ONG quer também China, Cuba e Venezuela fora do Conselho de Direitos Humanos

LUSA Autor
Agência de notícias de Portugal

Miami, Estados Unidos, 08 abr 2022 (Lusa) — A organização não-governamental (ONG) Centro para uma Cuba Livre (CFC, na sigla em inglês) pediu a suspensão também de outros países, incluindo a China, Cuba e Venezuela, do Conselho dos Direitos Humanos da ONU.


Num comunicado divulgado na quinta-feira, o CFC expressou satisfação pela suspensão da Rússia, devido a alegados crimes de guerra e crimes contra humanidade na Ucrânia, através de uma resolução aprovada pela Assembleia-Geral da ONU.


China, Cuba, Eritreia, Líbia, Mauritânia e Venezuela também não devem ser membros do Conselho dos Direitos Humanos da ONU, disse John Suarez, diretor executivo da organização.


Suarez acrescentou que “agora é a hora de limpar o disfuncional Conselho dos Direitos Humanos para que possa cumprir os seus deveres neste momento crítico”.


O CFC, com sede em Washington, lembrou que Cuba foi um dos 24 países que votaram contra a suspensão da Rússia, entre os quais também a Venezuela e China.


Cuba foi eleita para o Conselho dos Direitos Humanos da ONU em 2020, no mesmo ano em que entraram Rússia, China e Paquistão,


“Os eventos dos últimos dois meses mostraram o erro de legitimar regimes que são ativamente hostis” aos direitos humanos, disse o CFC.

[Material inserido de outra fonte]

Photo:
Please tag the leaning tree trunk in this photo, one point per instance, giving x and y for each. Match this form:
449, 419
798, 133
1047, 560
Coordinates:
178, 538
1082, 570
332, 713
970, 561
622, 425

O regime cubano “está na vanguarda de minar os padrões internacionais de direitos humanos há décadas”, acrescentou.


Também em reação à suspensão da Rússia, o líder da oposição venezuelana, Juan Guaidó, disse que “os organismos multilaterais e os seus mecanismos precisam de repensar e passar à ação”.

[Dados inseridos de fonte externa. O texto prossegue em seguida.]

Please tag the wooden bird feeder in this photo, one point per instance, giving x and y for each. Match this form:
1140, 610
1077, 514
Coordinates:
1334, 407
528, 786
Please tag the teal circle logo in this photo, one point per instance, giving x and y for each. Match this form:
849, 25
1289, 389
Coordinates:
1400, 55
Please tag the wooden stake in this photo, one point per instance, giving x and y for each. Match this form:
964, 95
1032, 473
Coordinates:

“Algo semelhante acontece com a Venezuela, onde [o Presidente Nicolás] Maduro, tristemente reconhecido pela ONU e acusado de crimes que lesam a humanidade e causaram quase 7 milhões de migrantes e refugiados venezuelanos, mantém um lugar no Conselho de Direitos Humanos da ONU, tal como Cuba”, disse Guaidó.


O governo da Venezuela criticou a decisão de suspender a participação da Rússia, disse na quinta-feira o chanceler do país caribenho, Félix Plasencia.


“Condenamos a aplicação desta resolução que afeta o multilateralismo, bem como as perspetivas de diálogo que o nosso país promove ativamente. Esta decisão rompe as pontes necessárias ao entendimento e ameaça seriamente a segurança, a ordem e a paz globais”, disse Plasencia.


Além disso, o chanceler venezuelano insistiu que a “imposição ilegal de medidas coercivas unilaterais” afeta a “contribuição ativa para a manutenção da paz”.